和銅6年(713)元明天皇の勅願により、行基を開基として葛野井宮の地に五穀豊穣、産業の興隆を祈願する寺院が創建された。当時は古義真言宗の木上山葛井寺と呼ばれ、その後歴代天皇の勅願所となっている。この葛井寺が現在の法輪寺の起源とされている。
桓武天皇の時代に入ると、この葛野の地は富み栄え産業の中心地となっていった。そして山城の長岡から葛野と愛宕の両群にまたがる地に都を遷したのが延歴13年(794)の平安遷都である。本来ならば葛野京とすべきところを、長岡京での騒動が再度起こらないでほしいという願いから「平らかで安らかな都」と名付けたとされている。
この平安遷都から間もない時期に僧道昌が現れている。道昌は延暦17年(798)讃岐国香川郡の秦氏に生まれ、14歳で奈良元興寺の明澄に三論教学を学んでいる。弘仁9年(818)東大寺で受戒した後、天長5年(828)神護寺あるいは東寺で空海に真言密教を学び灌頂を受けている。そして承和年間(834~848年)には大堰川の堤防を改築し、橋を架け、船筏の便を開いている。先祖の秦氏が桂川に大堰を造ったのに習い、道昌もまた桂川の治水に着手したこととなる。さらに桂川の流れを灌漑用水に利用することによって、嵐山より下流の桂・川岡・向日などの荒野を田畑に開拓し、農産物の収穫量を高めることにも寄与している。
貞観10年(868)葛井寺は法輪寺に改められ、道昌が少僧都となった貞観16年(874)山を開き堂宇を改修し、法輪寺の再興を果たしている。このため道昌は法輪寺の中興開山とされている。ところで道昌が架設した橋は法輪寺橋と呼ばれていたらしいが、亀山上皇の時代に「くまなき月の渡るに似たり」として渡月橋と命名している。
さらに天慶年間(938~947年)空也上人が参篭し、勧進によって新たに堂塔を修造したと伝えられている。しかし応仁元年(1467)西軍畠山義就は東軍の筒井光宣を法輪寺の門前で迎撃したため、建物の多くが類焼したといわれている。その後の長い間、寺勢の衰退が続いている。

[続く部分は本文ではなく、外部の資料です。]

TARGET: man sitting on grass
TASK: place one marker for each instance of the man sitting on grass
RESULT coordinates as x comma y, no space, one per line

慶長2年(1597)後陽成天皇は法輪寺再興勧進の勅旨を下賜され、諸国から造営の浄財を募ると共に加賀前田家の帰依を得て堂を再建改築している。応仁の乱以来の荒廃した寺観は一新すると共に、智福山の勅号を賜わり、山号も木上山から改めている。そして慶長11年(1607)盛大な落慶法要を営まれた。以後堂塔修理の際は朝廷より大勧進の勅旨を与えられることが慣例となり、幕末まで前後七回改修が行われてきた。
そして先にも触れたように元治元年(1864)の禁門の変の翌日に行われた薩摩藩等の掃討戦により、法輪寺の建物も天龍寺と同様に灰燼に帰してしまう。現在の本堂は明治17年(1884)再建、客殿と庫裏、玄関、回廊そして山門等も順次竣工し、大正3年(1914)に往事の寺観を復興している。